# Do you guys get nervous when you talk to people in school?



## sin0fchaos (Nov 1, 2010)

I do... 
I start swallowing like crazy. And it's so hard to get my mind to stop focusing on it.


----------



## krista91 (Feb 11, 2011)

YES.
I get nervous and I'm always so awkward. Every person who's come to talk to me has never come back..


----------



## noyadefleur (Oct 26, 2010)

Yes, definitely.. especially if I don't know the person well. I'm always worried that there's something visably wrong with my appearance and that's all I think about during the whole interaction.


----------



## Kita (Feb 24, 2011)

I'm never the one to start the conversation, and I find it weird for other people to. It's freaky, but yeah. I never know what to say, so usually I'm silent and I look at something hard and try to look as if I'm thinking of something relevant to the conversation. But really I'm just screaming, "LEAVE! LEAVE! LEAVE!". And then they do, and I don't see them again.


----------



## JamieHasAnxiety (Feb 15, 2011)

No, I don't get nervous talking to anyone anymore actually...


----------



## WalkingDisaster (Nov 27, 2010)

Considering this is an SA forum, I expect 99% of people here get nervous talking to people at school, because being nervous talking to people is pretty much what SA is.


----------



## Jennifer Clayton (Nov 19, 2010)

Yeah. I feel like they will think I'm horrible or something. I assume they will dislike me, hate me, can't stand me, think I'm stupid, unimportant, worthless. I severely lack the confidence I need. I will talk to people and force myself to be social, but grrrr it's always impossibly hard.


----------



## Ricebunnyx3 (Sep 1, 2010)

yes, definitely. I try really hard to seem normal and keep up a conversation but I can't and panic and find a way out of the situation.


----------



## Charlaine (Feb 28, 2011)

Yes. Usually can't think of literally anything to say. Like my brain just shut off.


----------



## eagle17 (Jan 14, 2011)

I find it harder to talk to other teenagers rather than adults. I feel more like an adult inside.


----------



## purplerainx3 (Apr 28, 2010)

Yes. Even if I feel nothing toward the person, and know that they're the kind of person I wouldn't fear, I still start freaking out that they're actually talking to me and it just makes everything awkward.


----------



## Chris16 (Nov 1, 2010)

I've been trying to break this habit lately, but that nervousness became coldness as I went on.

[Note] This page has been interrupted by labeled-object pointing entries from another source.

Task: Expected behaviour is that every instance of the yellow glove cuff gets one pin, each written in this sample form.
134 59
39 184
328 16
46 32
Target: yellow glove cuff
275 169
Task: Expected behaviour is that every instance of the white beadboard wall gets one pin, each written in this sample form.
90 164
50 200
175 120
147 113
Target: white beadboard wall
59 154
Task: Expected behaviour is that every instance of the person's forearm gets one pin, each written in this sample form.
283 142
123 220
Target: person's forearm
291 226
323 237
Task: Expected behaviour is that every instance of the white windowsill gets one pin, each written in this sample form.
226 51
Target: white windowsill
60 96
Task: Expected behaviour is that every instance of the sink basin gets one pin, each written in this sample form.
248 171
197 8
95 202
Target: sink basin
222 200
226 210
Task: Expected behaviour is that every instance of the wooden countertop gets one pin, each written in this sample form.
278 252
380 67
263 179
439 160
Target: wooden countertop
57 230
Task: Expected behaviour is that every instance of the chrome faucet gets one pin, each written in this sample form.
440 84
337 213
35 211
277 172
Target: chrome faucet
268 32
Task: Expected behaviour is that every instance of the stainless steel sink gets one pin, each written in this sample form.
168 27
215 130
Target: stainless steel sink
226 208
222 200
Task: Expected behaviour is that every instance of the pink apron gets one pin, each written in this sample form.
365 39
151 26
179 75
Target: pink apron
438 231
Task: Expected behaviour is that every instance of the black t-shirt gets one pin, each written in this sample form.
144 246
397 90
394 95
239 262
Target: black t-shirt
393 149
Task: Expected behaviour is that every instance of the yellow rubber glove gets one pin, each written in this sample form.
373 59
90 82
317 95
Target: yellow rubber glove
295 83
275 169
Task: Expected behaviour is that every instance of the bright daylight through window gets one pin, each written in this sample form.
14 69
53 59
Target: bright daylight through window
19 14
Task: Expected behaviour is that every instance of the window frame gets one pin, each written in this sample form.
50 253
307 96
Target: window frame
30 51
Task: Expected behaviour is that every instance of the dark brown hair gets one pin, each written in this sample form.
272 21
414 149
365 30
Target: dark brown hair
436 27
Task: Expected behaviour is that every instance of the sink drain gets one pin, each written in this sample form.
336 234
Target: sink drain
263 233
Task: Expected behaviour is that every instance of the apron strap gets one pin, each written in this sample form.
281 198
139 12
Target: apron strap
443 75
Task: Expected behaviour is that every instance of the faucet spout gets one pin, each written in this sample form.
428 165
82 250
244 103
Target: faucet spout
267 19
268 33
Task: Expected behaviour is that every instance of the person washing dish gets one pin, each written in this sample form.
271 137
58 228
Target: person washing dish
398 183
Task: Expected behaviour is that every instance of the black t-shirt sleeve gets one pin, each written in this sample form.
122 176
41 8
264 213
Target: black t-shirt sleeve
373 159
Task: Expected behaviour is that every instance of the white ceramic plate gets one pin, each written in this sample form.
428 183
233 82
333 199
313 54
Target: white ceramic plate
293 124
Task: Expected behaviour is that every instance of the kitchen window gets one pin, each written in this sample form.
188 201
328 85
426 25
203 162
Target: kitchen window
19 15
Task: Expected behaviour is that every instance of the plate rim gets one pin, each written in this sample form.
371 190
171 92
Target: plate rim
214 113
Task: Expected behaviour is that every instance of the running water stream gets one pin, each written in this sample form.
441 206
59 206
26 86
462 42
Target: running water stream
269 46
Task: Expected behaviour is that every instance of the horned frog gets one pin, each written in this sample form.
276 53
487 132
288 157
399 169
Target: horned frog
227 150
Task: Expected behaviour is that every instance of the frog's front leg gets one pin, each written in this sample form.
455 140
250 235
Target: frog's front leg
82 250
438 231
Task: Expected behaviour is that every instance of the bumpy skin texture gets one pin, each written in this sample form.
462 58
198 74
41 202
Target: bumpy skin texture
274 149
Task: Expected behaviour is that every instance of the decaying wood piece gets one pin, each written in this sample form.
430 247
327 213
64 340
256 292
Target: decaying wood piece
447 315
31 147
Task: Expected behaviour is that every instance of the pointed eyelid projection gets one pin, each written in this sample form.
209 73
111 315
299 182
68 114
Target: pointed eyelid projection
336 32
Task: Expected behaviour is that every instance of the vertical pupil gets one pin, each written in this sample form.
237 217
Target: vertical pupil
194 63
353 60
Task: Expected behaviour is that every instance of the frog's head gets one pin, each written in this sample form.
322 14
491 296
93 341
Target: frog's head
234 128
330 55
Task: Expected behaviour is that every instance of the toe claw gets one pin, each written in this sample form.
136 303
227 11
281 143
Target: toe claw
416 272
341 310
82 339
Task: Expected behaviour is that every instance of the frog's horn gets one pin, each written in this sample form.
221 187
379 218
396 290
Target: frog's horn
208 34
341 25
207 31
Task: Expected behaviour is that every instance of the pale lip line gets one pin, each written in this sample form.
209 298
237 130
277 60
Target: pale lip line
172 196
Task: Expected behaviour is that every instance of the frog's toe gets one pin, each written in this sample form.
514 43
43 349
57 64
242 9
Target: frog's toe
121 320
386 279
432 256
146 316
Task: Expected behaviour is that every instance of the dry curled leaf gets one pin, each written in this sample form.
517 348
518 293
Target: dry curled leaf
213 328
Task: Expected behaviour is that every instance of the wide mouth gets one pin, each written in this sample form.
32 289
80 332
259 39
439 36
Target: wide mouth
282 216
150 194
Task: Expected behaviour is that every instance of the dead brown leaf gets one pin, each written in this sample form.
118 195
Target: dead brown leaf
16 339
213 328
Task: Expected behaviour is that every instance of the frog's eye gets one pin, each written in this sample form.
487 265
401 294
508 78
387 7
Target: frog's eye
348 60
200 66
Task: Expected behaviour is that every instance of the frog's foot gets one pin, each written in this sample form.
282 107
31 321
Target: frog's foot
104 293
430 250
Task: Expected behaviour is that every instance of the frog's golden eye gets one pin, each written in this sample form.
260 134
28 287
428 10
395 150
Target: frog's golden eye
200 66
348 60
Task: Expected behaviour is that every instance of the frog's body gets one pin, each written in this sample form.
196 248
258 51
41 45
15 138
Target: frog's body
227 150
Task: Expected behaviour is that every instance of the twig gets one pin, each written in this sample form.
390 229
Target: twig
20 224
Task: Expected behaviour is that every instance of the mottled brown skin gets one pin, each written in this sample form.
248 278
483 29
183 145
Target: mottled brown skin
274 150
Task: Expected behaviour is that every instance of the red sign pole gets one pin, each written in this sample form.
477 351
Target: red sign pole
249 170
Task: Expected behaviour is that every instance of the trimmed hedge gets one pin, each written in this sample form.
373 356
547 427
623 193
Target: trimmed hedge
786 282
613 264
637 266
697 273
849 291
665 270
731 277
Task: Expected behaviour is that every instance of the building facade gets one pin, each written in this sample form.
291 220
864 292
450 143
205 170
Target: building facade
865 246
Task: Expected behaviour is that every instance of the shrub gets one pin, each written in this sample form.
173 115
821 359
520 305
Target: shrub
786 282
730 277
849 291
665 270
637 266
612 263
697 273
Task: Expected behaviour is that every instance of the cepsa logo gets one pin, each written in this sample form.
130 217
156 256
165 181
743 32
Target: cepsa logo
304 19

When someone approaches me I entertain them as much as my one to three word responses can, but appear uninterested and avoid eye contact to avoid the pain of genuinely trying to make the conversation interesting for them but failing. It's a "I know I can't do what you're asking me to do here, so just leave me alone. Talking to me just makes _you_ feel rejected, so I wish you would stop. Sorry," type response.


----------



## XxBittersweetPreludexX (Mar 5, 2011)

Definitely. I don't know anyone at my school, and most days I have nothing to say anyway. I just try to keep my head down, not make eye contact, and pray no one tries to start up a conversation with me. And when people DO try to talk to me, it catches me completely off guard and my mind goes blank; I can't think of anything to say. I'm always so nervous and awkward, and I'm pretty sure people think I'm incredibly boring (not to mention a bit stupid). >_< But I get even _more_ nervous talking to teachers and other authority figures at school since I crave the approval of adults more than that of people my own age, and I'm always more afraid of coming off as an idiot in front of them.


----------



## BoysDontCry (Feb 9, 2011)

I stutter and speak as loud as a mouse, not to mention mumble
It ****ing sucks


----------



## Memory (Mar 4, 2011)

Yes that's why I'm homeschooled. But I would rather be nervous and go to school because my SA is just getting worse.


----------



## joe11 (Jan 22, 2011)

Charlaine said:


> Yes. Usually can't think of literally anything to say. Like my brain just shut off.


This.

I get very nervous talking to anyone, at school or otherwise and I always have.


----------



## Present (Mar 7, 2011)

I don't get as nervous as I used to get
Now I can easily talk to people in class etc...
The problem is talking/approaching some girls the ones that I don't know of course.
Another thing that's a serious pain in the *** is keeping the convo going ~ If i met you for the first time I can easily have a good thing going, but the next day I probably won't have as much and that's where it all goes down hill.. Kinda like ''This is the real me'' Negative Attitude


----------



## bobbie010 (Mar 5, 2011)

Yes, I've gone to school a few days without saying anything. When someone tries talking to me my voice sometimes dies out, then I walk away.. ahh


----------



## daniel1989 (Feb 14, 2011)

I used to when i was a teenager, I wouldnt talk to anyone unless I had to. I've changed a lot over the years.


----------



## Antis (Nov 2, 2010)

I get nervous and it shows in my body language, which translates into more nervousness.... I've gotten better at controlling it though, but I'm not at the stage where I'm comfortable yet.... still have a lot to go before I'm comfortable.


----------